Martin Balsam appeared late in the series as an undesirable boyfriend of daughter Kim who ends up saving the lives of the entire family during a hostage situation. A minor character was played by Helen Wagner, who, later on As the World Turns, played Nancy Hughes, the longest-running character on any television soap opera.

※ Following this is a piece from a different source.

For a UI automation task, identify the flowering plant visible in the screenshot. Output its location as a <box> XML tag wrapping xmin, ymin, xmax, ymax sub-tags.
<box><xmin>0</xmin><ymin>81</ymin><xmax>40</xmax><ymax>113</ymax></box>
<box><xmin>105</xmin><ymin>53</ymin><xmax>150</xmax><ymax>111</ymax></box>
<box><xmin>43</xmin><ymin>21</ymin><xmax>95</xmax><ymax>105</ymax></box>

- Nancy Coleman — Helen Emerson #1 (1953–1954; original cast)
- Flora Campbell — Helen Emerson #2 (1954–1957)
- Anne Pearson — Diane Emerson Soames #1 (1953–1954; original cast)
- Dolores Sutton — Diane Emerson Soames #2 (1954–1955)
- Sue Randall — Diane Emerson Soames #3 (1955–1956)
- Lelia Martin — Diane Emerson Soames #4 (1956–1957)
- Helen Wagner — Jane Lyman (1953–1954)
- Jerome Cowan — Frank Emerson (1953–1957)
- James Kirkwood Jr. — Mickey Emerson (1953–1957)
- Lydia Reed — Kim Emerson #1 (1953–1954)
- Bonnie Sawyer — Kim Emerson #2 (1954–1957)
- Joan Lorring — Bonnie Withers #1 (1954–1955)
- Shirley Egleston — Bonnie Withers #2 (1955)
- Earl Hammond — Hal Soames (1954–1955)
- Margaret Hamilton — Mrs. Sayre (1955)
- Frances Helm — Linda Kendall (1955)
- Terry O'Sullivan — Elliott Norris (1955)
- Larry Weber — Capt. Chris Kendall (1954–1955)
- Martin Balsam — Joey Gordon (1955)
- Katherine Squire — Gertrude Harper (1956–1957)
- Betty Oakes — Roberta Wilcox (1956–1957)
- John Graham — Gov. Lawrence Walker (1956–1957)
- Doro Merande — Ivy Harper (1956–1957)
- Lilia Skala — Mme. Garstel (1957)
- Joan Tompkins — Marion Walker (1957)
- Abby Lewis — ? (?)

Writers included Charles Elwyn, Charles Spies, and Robert J. Shaw. It was directed by Herb Kenwith and produced by Leonard Blair.

==Ratings==
In the Nielsen ratings for daytime soaps in the United States, Valiant Lady never did better than 4th in its first two seasons (around 10.5%) where it had no competition its first season and then went against the Tennessee Ernie Ford Show starting in early 1955. Though dropping to 6th (9.2%) in its third season, the show held its own against the competition. In the 1956/1957 season, the wildly popular Tic Tac Dough was new competition and Valiant Lady dropped to 9th (7.0%). The #1 & #2 soap operas during these years were Search for Tomorrow and The Guiding Light with Search for Tomorrow averaging 14.2% and The Guiding Light averaging 12.9%.